New Proposed Rules For Tribunal Newton-Smith Becomes Judge Law Professor Wins Fiction Award Law Times Poll

Monday, March 11, 2019
Isfahan Merali says new rules proposed for Ontario’s Law Society Tribunal ‘are more user-friendly and flexible.’


Benchers at the Law Society of Ontario were divided at a Feb. 28 Convocation meeting over new proposed rules for Ontario’s Law Society Tribunal.

In a close vote of 23 for and 21 against, Convocation decided to table the proposal, which had originally been set to go into place on April 1.

If Convocation ultimately decides to adopt the rules, it could improve the flexibility of the tribunal, which can decide the fate of lawyers and paralegals accused of misconduct, said Bencher Isfahan Merali, chairwoman of the committee that presented the proposal.

“You’ll see the rules are more user-friendly and flexible, they are clearer and use plain language,” Merali told Convocation.

The new proposed rules would revoke the old rules in favour of recommendations that “better accommodate vulnerable witnesses and those with mental health issues,” said a report from the LSO’s Tribunal committee.

Among the proposed rules are a simpler appeal process, a rule on publication bans and anonymity for children and sexual misconduct complainants and “specific considerations for departures from openness in capacity proceedings.”

There are also new timelines that speed up requests for written reasons and allow licensees more time to respond in certain situations.
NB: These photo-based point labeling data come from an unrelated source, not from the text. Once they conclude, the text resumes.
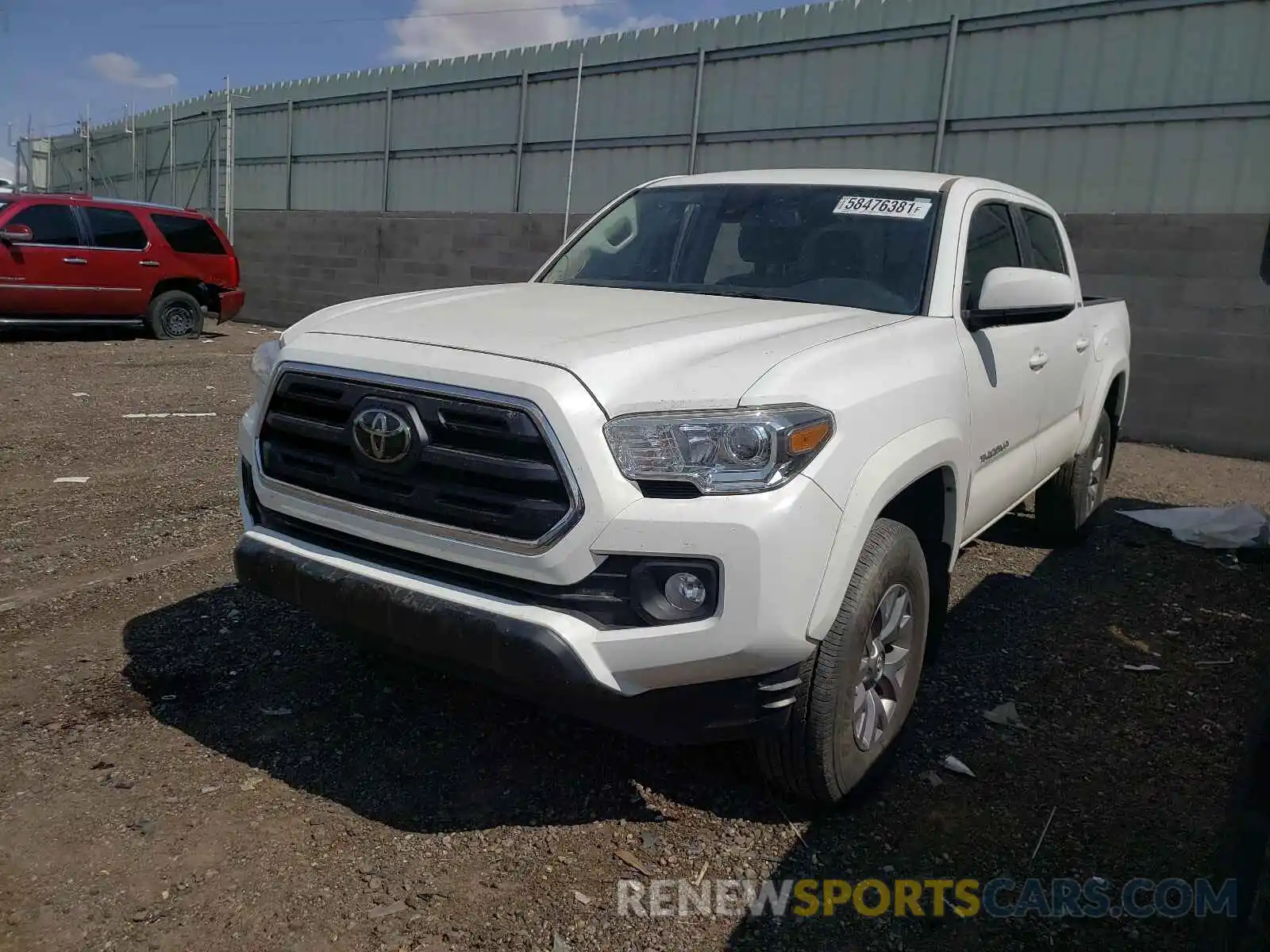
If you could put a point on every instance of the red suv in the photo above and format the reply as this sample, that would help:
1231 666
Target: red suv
76 258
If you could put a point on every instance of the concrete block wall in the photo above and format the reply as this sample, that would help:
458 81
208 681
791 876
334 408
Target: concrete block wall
295 263
1200 314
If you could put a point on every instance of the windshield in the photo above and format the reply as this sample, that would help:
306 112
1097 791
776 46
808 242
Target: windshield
829 245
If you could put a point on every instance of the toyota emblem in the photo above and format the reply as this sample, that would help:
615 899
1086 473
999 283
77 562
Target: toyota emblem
383 435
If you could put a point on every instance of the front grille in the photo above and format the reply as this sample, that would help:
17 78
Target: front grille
602 598
478 465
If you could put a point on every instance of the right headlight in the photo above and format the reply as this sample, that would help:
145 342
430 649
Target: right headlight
262 367
721 451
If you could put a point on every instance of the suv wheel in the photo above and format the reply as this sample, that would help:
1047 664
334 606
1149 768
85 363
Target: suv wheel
175 314
859 685
1066 503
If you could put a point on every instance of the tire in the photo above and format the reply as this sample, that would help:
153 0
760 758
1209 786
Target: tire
818 755
175 314
1073 494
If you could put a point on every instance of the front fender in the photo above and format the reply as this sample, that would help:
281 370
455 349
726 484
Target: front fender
895 466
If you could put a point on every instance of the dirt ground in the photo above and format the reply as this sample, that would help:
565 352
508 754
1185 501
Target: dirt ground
190 767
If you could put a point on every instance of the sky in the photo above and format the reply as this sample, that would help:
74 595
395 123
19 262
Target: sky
60 59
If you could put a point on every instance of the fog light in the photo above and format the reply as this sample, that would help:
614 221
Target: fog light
664 592
685 592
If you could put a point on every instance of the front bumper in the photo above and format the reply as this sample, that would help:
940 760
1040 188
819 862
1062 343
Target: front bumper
518 653
772 547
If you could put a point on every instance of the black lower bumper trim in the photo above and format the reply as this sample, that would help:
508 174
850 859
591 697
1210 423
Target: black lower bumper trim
518 657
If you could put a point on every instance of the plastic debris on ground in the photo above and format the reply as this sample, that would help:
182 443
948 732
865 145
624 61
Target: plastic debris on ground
956 766
1006 715
159 416
1241 526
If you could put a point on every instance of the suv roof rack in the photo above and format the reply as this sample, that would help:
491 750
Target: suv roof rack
110 200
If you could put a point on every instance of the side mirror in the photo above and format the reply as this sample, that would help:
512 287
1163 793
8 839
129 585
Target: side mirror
1022 296
17 234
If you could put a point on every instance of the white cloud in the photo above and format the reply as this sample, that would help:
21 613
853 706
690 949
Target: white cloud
117 67
441 29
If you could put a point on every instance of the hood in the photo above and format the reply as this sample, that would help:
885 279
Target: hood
634 349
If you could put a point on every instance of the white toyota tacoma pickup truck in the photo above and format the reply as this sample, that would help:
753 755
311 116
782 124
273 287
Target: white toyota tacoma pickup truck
705 475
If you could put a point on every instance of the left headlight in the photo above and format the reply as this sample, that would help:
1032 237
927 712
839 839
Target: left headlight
262 367
721 452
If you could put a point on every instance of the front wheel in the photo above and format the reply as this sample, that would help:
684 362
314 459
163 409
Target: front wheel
175 314
859 685
1073 494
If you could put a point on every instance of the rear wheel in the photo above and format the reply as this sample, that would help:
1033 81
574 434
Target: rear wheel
1073 494
175 314
859 685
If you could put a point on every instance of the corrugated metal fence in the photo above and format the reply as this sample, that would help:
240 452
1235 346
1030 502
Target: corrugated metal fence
1106 106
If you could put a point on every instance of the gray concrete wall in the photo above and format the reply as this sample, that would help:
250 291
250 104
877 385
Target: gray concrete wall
295 263
1200 313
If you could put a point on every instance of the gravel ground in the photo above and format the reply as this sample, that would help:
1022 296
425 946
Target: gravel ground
192 767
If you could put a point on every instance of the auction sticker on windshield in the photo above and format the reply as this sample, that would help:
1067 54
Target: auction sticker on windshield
883 207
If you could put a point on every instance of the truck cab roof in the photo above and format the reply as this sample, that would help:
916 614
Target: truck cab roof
855 178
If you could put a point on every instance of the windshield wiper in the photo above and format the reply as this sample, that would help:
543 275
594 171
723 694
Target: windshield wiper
718 290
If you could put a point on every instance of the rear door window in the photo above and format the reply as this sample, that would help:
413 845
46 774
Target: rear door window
50 224
1045 243
117 228
187 235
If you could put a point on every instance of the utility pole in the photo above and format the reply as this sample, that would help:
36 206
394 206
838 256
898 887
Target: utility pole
573 148
88 149
229 162
171 141
130 126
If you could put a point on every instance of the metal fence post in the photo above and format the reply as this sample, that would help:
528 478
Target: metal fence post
291 108
171 149
387 145
214 181
696 111
573 149
520 140
945 93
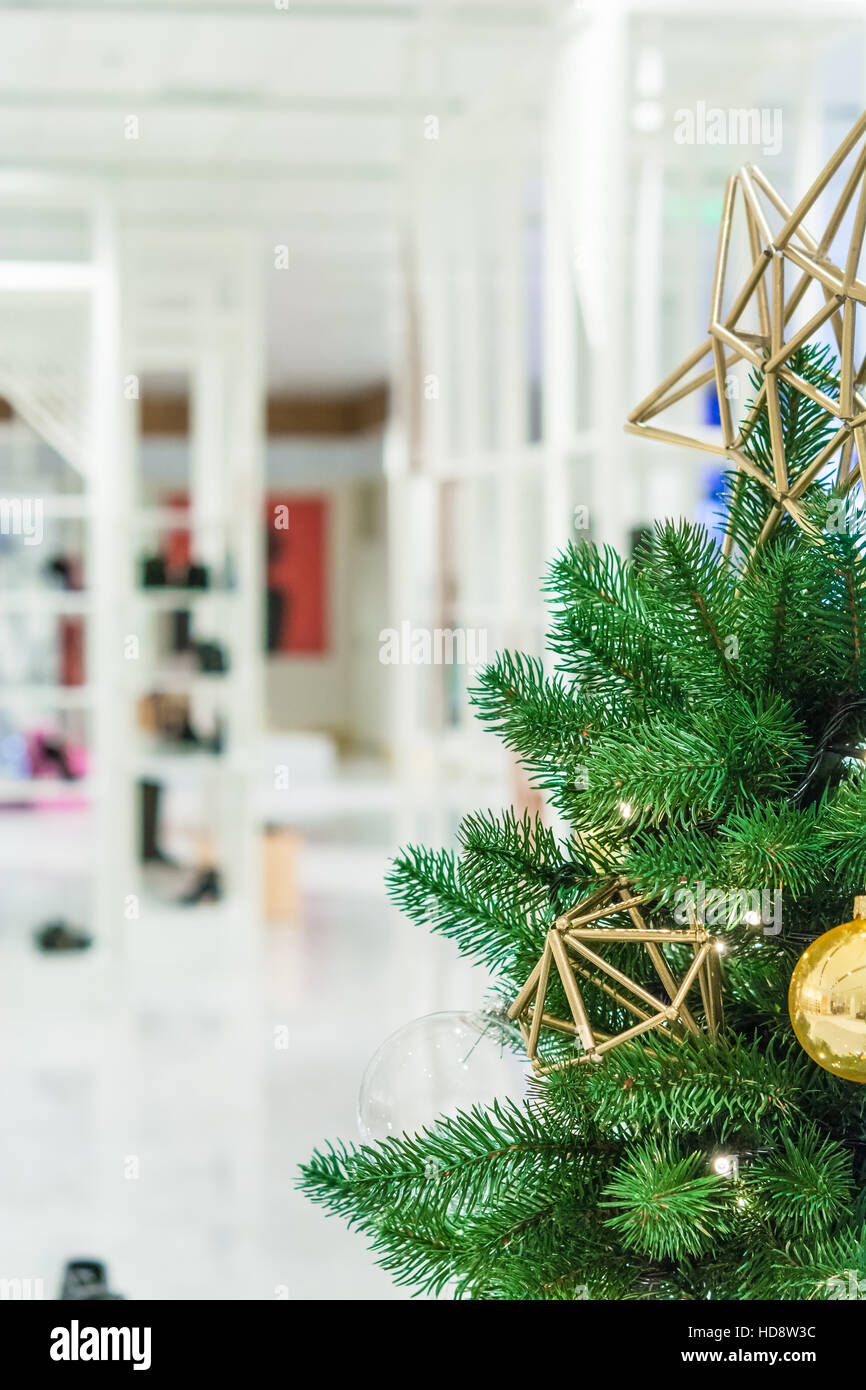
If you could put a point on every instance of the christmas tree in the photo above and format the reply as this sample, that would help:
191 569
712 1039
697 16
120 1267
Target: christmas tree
701 734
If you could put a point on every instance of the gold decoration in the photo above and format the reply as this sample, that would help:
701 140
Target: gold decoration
573 948
786 263
827 998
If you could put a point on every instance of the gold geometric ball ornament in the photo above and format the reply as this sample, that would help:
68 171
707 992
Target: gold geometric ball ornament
574 954
827 998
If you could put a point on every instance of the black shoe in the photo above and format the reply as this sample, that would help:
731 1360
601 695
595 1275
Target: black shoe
161 859
206 888
198 577
211 658
60 936
85 1280
153 571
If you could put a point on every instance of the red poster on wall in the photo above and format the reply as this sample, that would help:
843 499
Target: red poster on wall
298 574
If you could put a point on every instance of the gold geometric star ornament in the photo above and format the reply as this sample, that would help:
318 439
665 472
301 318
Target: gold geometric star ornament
574 954
797 284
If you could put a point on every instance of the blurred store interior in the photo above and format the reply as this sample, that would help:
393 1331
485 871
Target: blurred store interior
319 328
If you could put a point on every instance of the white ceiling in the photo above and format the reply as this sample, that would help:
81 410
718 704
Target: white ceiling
305 121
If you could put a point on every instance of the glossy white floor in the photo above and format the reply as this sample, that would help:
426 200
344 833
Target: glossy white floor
153 1115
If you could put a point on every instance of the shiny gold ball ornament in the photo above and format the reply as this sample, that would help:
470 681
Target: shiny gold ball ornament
827 998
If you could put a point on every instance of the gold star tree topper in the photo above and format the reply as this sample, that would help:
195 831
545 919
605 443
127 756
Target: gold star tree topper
797 284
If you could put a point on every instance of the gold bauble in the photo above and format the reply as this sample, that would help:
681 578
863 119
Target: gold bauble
827 1000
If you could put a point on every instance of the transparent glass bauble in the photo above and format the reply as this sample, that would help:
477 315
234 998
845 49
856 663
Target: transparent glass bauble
435 1066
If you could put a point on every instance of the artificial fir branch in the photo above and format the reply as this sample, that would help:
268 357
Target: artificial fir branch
701 730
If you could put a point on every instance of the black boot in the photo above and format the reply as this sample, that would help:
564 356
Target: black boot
150 826
206 888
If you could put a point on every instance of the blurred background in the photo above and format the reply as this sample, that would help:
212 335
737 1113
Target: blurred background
319 325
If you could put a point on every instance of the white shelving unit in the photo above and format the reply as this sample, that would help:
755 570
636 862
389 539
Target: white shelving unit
192 312
59 324
71 332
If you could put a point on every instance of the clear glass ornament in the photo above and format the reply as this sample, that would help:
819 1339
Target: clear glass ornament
435 1066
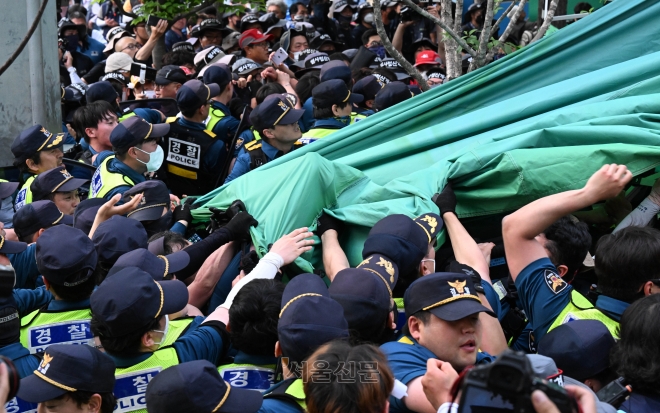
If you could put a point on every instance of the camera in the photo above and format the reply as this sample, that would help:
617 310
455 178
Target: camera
506 385
14 378
408 15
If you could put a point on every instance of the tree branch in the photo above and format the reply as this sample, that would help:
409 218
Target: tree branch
412 71
497 23
26 39
547 21
461 42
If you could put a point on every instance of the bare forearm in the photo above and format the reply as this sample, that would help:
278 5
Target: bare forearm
334 258
465 247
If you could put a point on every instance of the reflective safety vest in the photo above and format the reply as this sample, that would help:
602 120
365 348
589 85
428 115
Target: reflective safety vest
176 329
184 150
315 134
126 116
290 390
131 385
248 376
356 117
215 116
580 308
104 181
43 328
24 196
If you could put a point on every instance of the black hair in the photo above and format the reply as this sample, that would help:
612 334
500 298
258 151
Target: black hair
178 58
387 73
21 164
171 239
568 244
127 345
90 116
78 292
326 112
361 73
339 56
108 400
626 260
267 90
636 355
253 317
293 9
366 35
305 85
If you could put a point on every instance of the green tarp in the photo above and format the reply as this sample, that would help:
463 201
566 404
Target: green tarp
537 122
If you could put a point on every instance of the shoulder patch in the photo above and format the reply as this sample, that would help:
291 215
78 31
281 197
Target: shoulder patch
554 282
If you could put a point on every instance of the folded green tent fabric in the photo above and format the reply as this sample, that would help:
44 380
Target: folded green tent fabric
534 123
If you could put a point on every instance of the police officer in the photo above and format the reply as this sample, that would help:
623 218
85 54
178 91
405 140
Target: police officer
196 386
53 385
446 301
136 151
132 324
548 300
29 223
276 121
59 186
365 293
104 91
309 318
195 155
35 150
67 269
333 104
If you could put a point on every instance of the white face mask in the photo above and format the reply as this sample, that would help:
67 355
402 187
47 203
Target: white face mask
164 331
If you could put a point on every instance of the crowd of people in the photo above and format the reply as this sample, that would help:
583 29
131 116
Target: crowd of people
114 299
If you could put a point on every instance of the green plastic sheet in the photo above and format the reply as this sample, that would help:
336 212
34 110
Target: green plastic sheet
537 122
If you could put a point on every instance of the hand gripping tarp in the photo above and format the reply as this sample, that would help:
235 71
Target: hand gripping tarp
537 122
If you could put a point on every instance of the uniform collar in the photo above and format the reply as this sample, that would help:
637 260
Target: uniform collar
244 358
124 362
115 165
611 306
190 124
61 305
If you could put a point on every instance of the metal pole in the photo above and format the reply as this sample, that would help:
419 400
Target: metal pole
35 49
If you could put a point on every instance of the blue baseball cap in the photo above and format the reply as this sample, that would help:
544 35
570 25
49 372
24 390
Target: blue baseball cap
54 180
399 238
448 296
102 91
368 87
36 215
218 74
85 213
274 110
309 317
196 386
35 139
131 299
391 94
333 92
63 254
11 247
135 130
155 197
335 69
194 93
158 266
365 292
117 236
581 348
65 368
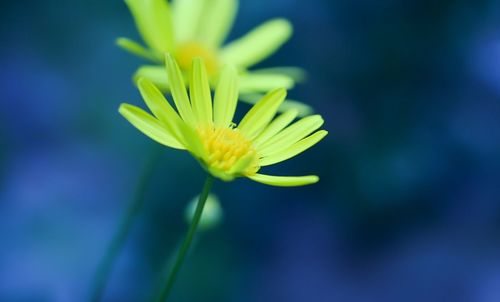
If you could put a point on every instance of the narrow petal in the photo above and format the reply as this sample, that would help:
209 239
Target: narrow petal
261 113
178 91
258 44
291 135
150 126
285 181
276 126
226 97
154 23
136 49
253 82
295 149
160 107
216 21
303 109
156 74
296 73
201 99
186 18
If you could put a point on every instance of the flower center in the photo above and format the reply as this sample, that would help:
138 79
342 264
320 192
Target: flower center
229 151
187 51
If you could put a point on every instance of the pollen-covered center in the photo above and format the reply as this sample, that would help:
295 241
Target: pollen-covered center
187 51
229 151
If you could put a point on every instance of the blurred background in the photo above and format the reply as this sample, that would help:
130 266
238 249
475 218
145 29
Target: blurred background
407 209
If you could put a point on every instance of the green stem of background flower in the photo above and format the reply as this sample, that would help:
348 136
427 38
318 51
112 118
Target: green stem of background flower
164 293
127 221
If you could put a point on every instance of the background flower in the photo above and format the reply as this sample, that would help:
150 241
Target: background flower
198 28
406 209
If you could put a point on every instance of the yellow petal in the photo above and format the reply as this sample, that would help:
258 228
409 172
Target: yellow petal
284 181
136 49
154 73
261 113
201 99
296 73
291 135
276 126
154 23
160 107
303 109
216 21
251 82
294 150
178 91
150 126
226 97
186 16
258 44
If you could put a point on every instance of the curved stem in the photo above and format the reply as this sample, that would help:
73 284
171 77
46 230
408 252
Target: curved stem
187 240
127 220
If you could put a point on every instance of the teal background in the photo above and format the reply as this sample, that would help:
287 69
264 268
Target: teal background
407 209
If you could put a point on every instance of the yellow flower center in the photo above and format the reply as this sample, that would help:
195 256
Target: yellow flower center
229 151
187 51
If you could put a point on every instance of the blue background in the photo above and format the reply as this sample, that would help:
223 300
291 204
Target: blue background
407 209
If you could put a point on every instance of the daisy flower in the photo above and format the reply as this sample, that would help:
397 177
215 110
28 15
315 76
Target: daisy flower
207 131
198 28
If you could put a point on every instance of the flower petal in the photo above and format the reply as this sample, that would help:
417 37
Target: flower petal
296 73
284 181
216 21
178 91
154 23
156 74
201 99
261 113
161 108
291 135
150 126
303 109
226 97
186 17
294 150
258 44
136 49
276 126
253 82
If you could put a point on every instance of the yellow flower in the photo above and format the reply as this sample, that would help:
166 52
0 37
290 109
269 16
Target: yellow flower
207 131
198 28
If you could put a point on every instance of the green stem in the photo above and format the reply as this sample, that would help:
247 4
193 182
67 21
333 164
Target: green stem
128 218
187 240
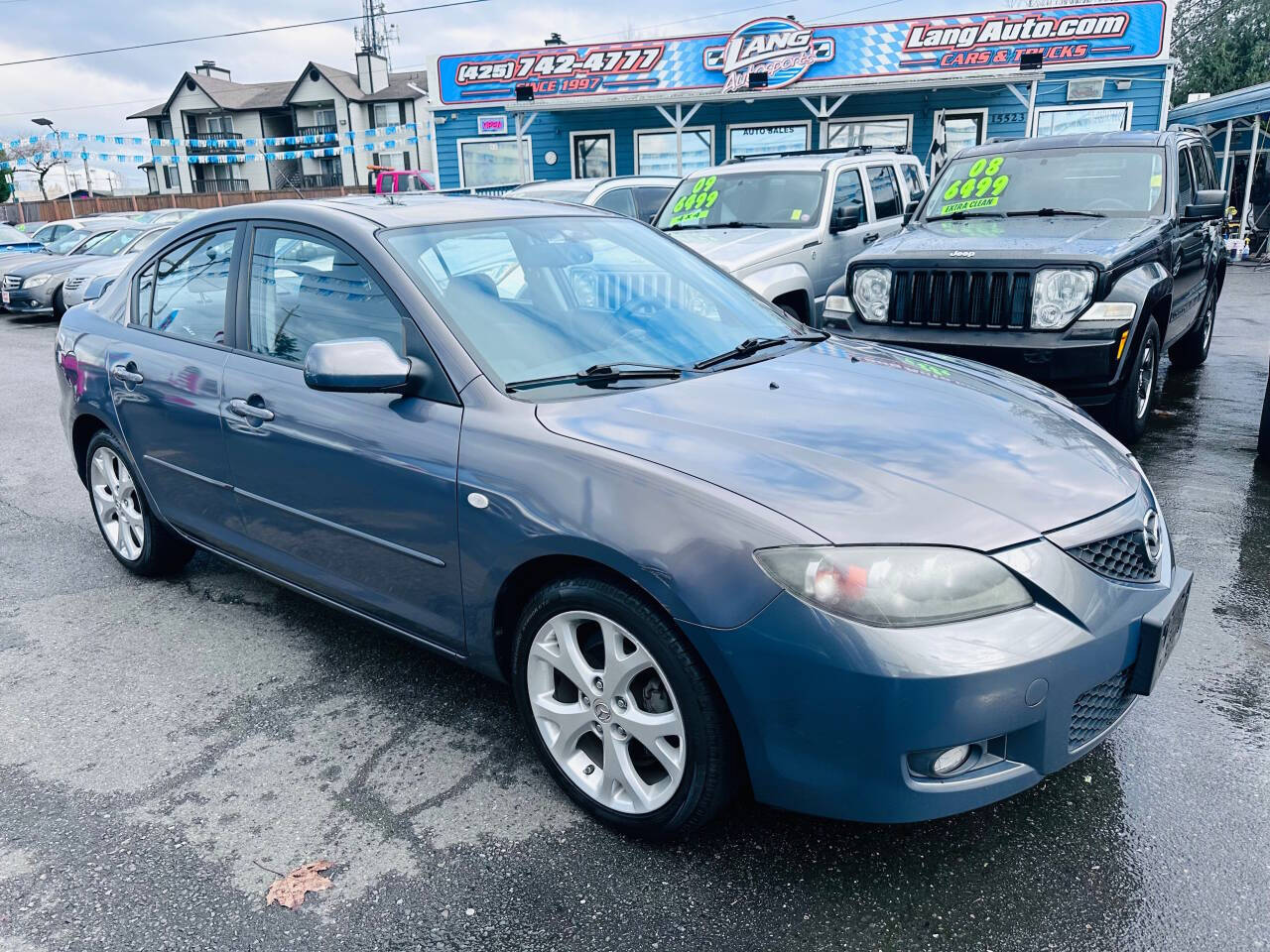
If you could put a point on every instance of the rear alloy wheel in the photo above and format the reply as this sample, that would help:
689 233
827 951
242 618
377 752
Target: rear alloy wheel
136 538
1135 399
1192 350
622 714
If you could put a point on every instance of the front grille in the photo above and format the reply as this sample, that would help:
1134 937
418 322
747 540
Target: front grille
1121 557
1098 707
962 299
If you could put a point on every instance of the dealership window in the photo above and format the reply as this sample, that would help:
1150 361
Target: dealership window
769 139
962 130
490 162
654 151
592 154
1066 121
880 132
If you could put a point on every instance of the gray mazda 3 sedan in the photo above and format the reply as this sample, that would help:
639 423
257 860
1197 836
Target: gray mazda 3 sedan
703 544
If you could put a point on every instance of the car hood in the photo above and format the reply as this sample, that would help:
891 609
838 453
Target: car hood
737 249
866 443
994 239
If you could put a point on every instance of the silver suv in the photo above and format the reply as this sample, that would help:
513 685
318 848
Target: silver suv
786 225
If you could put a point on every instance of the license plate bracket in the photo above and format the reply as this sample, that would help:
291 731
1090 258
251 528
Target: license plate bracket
1160 631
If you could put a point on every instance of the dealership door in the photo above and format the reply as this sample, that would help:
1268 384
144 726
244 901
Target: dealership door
592 155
Apple Newton-Smith will be a judge at the Ontario Court of Justice in Toronto starting March 13, Ontario Attorney General Caroline Mulroney announced on March 5.

Before joining the bench, Newton-Smith was a partner at Berkes Newton-Smith, a duty counsel at the Ontario Court of Appeal and a law professor at several Toronto universities, the announcement said.


Jamie Chai Yun Liew, an associate professor at the University of Ottawa Faculty of Law, has won the 2018 Jim Wong-Chu Emerging Writers Award for fiction, the Asian Canadian Writers’ Workshop announced on March 1.

Liew’s manuscript, Dandelion Roots, relays the story of a woman and mother reflecting on her childhood in a Canadian-Chinese community in British Columbia, says Liew, who teaches in the Common Law section.

“My area of speciality is in immigration, citizenship and refugee law. A lot of the themes the manuscript picks up relate to migration, issues of statelessness and issues of belonging,” says Liew.


Bencher candidates running in the Law Society of Ontario’s upcoming election have differing positions on the LSO’s requirement for lawyers and paralegals to complete a statement of principles. Law Times asked readers if this issue will be a deciding factor in their votes for the bencher election on April 30.

A majority, 79 per cent, of respondents said the statement of principles issue will be a deciding factor in their votes on April 30 and that the issue is very important to them.

The minority, 21 per cent, of respondents said the statement of principles requirement is not something that will factor into their decision-making process when voting.